[Moderated by Matt Jones]
The violence in football has always been a hot topic of debate. Especially recently after multiple suicides were committed by former football players. I touched on this issue briefly when the media were still up in arms over what regulations should take place to ensure the safety and health of players, but President Obama’s recent statements prompts me to once again address the issue. President Obama recently said, “If I had a son, I’d have to think long and hard before I let him play football.” That’s a pretty powerful statement coming from the most powerful man in America.
“You read some of these stories about college players who undergo some of these same problems with concussions and so forth and then have nothing to fall back on. That’s something that I’d like to see the NCAA think about.”
His statements intentionally call out the NCAA and encourage them to take action. Forbes magazine wrote an article that puts the NCAA in a very negative light and portrays the association as a group of individuals with agendas that don’t put the “student-athlete” first. Journalist Taylor Branch says it best: “For all the outrage, the real scandal is… that two of the noble principles on which the NCAA justifies its existence—“amateurism” and the “student-athlete”—are cynical hoaxes, legalistic confections propagated by the universities so they can exploit the skills and fame of young athletes.” If you review the actions of the NCAA the only thing you could do is agree.
“If the NCAA began penalizing member schools for failing to follow their concussion plans… that could convey the appearance that the NCAA has accepted a duty to protect students—creating a legal relationship between the NCAA and its student-athletes, and making the organization an easier target for the lawsuits it’s already facing.” ~Branch
The term student-athlete was created after a player died of a head injury he received in a football game. The term was created to fight against workman’s compensation insurance claims after his widow tried to file for benefits. It solved the problem of whether or not college football related injuries or deaths were considered a work-related accident. The widow received no money, and neither would anyone else after her.

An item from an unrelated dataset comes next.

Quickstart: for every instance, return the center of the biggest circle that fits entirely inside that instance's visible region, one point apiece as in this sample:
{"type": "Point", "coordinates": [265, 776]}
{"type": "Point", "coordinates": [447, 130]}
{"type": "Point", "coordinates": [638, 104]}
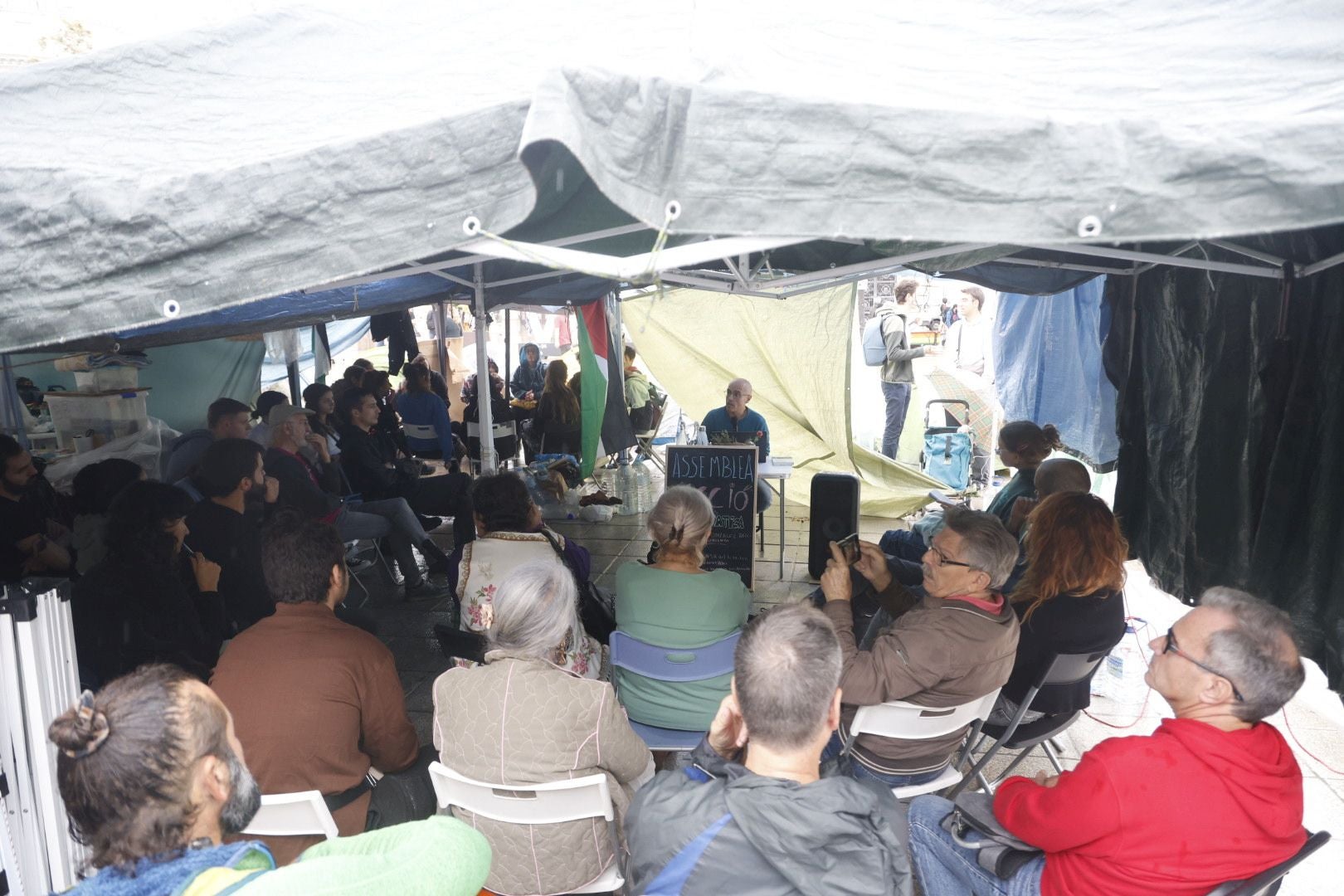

Because of this term several colleges have won numerous liability cases. It’s obvious that the NCAA could care less about the health and safety of the players.
Even after the players move on to play at the professional level, the NCAA will not pay them for using them in NCAA video games, etc. They basically own the player even after he has gone on to the next level. Thankfully, the athletes are just as fed up with the NCAA as the public and have begun taking them to court, trying to get the money they deserve.
The NCAA is under an even bigger microscope now that the corruptness in the association is coming to light; with players, law makers, students, coaches, etc., all looking into it and analyzing their next move. Calipari’s idea of having power conferences rule the college basketball scene seems more logical every single day and it’s the right move to take. If the NCAA and the universities aren’t protecting the student athletes from injuries than who is? It’s as easy to ignore the NCAA’s concussion rule as it is to breathe. Nothing is done to universities who fail to abide by the rule. Whether the NCAA wants to or not, the criticism from the public and media are forcing them to evaluate the way they have run things. Finally, there is more pressure then ever to put the player’s safety first. The question is how far does the public need to go in order for the NCAA to make changes and put the student-athlete’s interests before their own, something they’ve never truly done.
In this case, in order to move forward it is essential to look backward. The start of the NCAA was encouraged by Teddy Roosevelt, who was upset that Yale had created a $100,00 slush fund that put Princeton and Roosevelt’s Alma Mater, Harvard, at a disadvantage. Even the foundation that the Association was founded on isn’t one that was made for the protection or benefit of the athlete. With the NCAA being criticized more in the media now then they ever have been, if there’s a time to act the time is now. Perhaps Obama can use his voice to bring about change in college athletics that is way overdue. Hopefully his recent comments will make more players, fans, etc., take a stand and demand changes be made.